Surfaces & Interfaces

Surface of a material is the host to a number of activities including chemical, optical, electrical, electronic and magnetic interactions. This is because, atoms on the surface encounter a different environment than that of their bulk counterparts. Atoms inside the bulk of a material are surrounded by similar/identical geometric configurations; on the other hand, atoms on the surface, are being attached to the material on one side by either chemical/physical bonding, the other side is free. The absence of neighbouring atoms on one side results in an imbalance in the force experienced by the surface atoms. In such a scenario, the surface atoms try to find an equilibrium structure which is different from that of bulk. This could happen in two ways: relaxation and reconstruction.

Normally in metals, in-plane atoms on the surface try to increase their inter atomic distance, and also interlayer spacing (relaxation). These changes in inter-atomic and inter-layer distances decrease and tend towards standard bulk values as one move deeper inside the materials (bulk). But in some materials, normally in semiconductors, atoms on the surface assume entirely different structure from that of the bulk, to compensate for the absence of neighboring atoms. This is called reconstruction.

In essence, there is a lot of activity happening on the surface, and if one can increase the number of atoms on the surface compared to bulk, activity of a material increases manifold which leads to drastic changes in chemical, thermal, electrical and many other physical properties of a material. This is what exactly happens in nano materials!!!

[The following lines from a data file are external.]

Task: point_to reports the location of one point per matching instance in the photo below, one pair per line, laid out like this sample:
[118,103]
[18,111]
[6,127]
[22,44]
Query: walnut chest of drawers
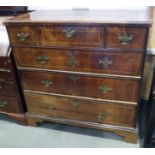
[10,99]
[81,68]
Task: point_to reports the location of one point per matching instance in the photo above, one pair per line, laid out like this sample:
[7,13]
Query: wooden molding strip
[81,73]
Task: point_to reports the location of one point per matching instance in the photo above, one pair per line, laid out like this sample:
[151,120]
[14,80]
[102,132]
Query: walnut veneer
[81,67]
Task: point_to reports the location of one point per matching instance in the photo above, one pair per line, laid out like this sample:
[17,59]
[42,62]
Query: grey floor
[52,135]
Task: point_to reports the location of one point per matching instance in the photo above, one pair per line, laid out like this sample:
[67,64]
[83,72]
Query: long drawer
[123,63]
[9,104]
[99,87]
[6,75]
[85,110]
[57,36]
[8,88]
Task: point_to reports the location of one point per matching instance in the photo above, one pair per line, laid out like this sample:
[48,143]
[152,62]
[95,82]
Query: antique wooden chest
[81,68]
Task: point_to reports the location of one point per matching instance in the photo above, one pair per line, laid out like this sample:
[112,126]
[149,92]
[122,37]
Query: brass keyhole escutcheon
[3,104]
[101,116]
[22,36]
[46,83]
[76,103]
[104,89]
[69,32]
[105,62]
[49,107]
[125,38]
[43,59]
[72,62]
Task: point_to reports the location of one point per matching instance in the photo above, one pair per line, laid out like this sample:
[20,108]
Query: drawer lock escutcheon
[74,77]
[46,83]
[69,32]
[125,38]
[104,89]
[105,62]
[42,59]
[76,103]
[3,104]
[72,52]
[72,62]
[22,36]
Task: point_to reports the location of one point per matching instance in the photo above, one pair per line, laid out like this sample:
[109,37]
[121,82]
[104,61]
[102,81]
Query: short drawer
[130,38]
[78,85]
[123,63]
[71,36]
[6,75]
[7,88]
[22,35]
[85,110]
[9,104]
[5,63]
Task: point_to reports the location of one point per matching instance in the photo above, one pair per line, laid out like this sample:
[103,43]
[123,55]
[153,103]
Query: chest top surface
[85,16]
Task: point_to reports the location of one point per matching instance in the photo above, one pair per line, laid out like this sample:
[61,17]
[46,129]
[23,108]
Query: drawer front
[5,63]
[130,38]
[9,104]
[124,63]
[6,76]
[7,88]
[71,36]
[85,110]
[107,88]
[22,35]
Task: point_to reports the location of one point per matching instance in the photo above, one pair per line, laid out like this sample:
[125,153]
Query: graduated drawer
[85,110]
[71,84]
[123,37]
[7,88]
[81,36]
[22,35]
[9,104]
[6,75]
[5,63]
[124,63]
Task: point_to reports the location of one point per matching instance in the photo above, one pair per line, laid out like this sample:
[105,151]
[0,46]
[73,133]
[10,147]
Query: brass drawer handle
[76,103]
[72,62]
[72,52]
[3,104]
[69,32]
[104,89]
[49,107]
[42,59]
[46,83]
[22,36]
[74,77]
[105,62]
[125,38]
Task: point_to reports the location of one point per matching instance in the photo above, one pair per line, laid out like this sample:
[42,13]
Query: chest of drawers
[10,100]
[81,68]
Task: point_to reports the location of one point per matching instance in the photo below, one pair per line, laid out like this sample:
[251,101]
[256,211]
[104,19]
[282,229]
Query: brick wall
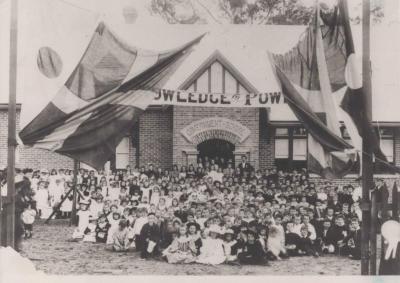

Changes in properties can largely be attributed to change in surface to volume ratio as more and more number of atoms occupy the surface and more often than not this and the resulting quantum size effects makes these nanoparticles more active to its surrounding environment. Most of the research going on now-a-days is to modify and tune these properties so that it could be useful to mankind via medical, energy related and catalytic applications to name a few.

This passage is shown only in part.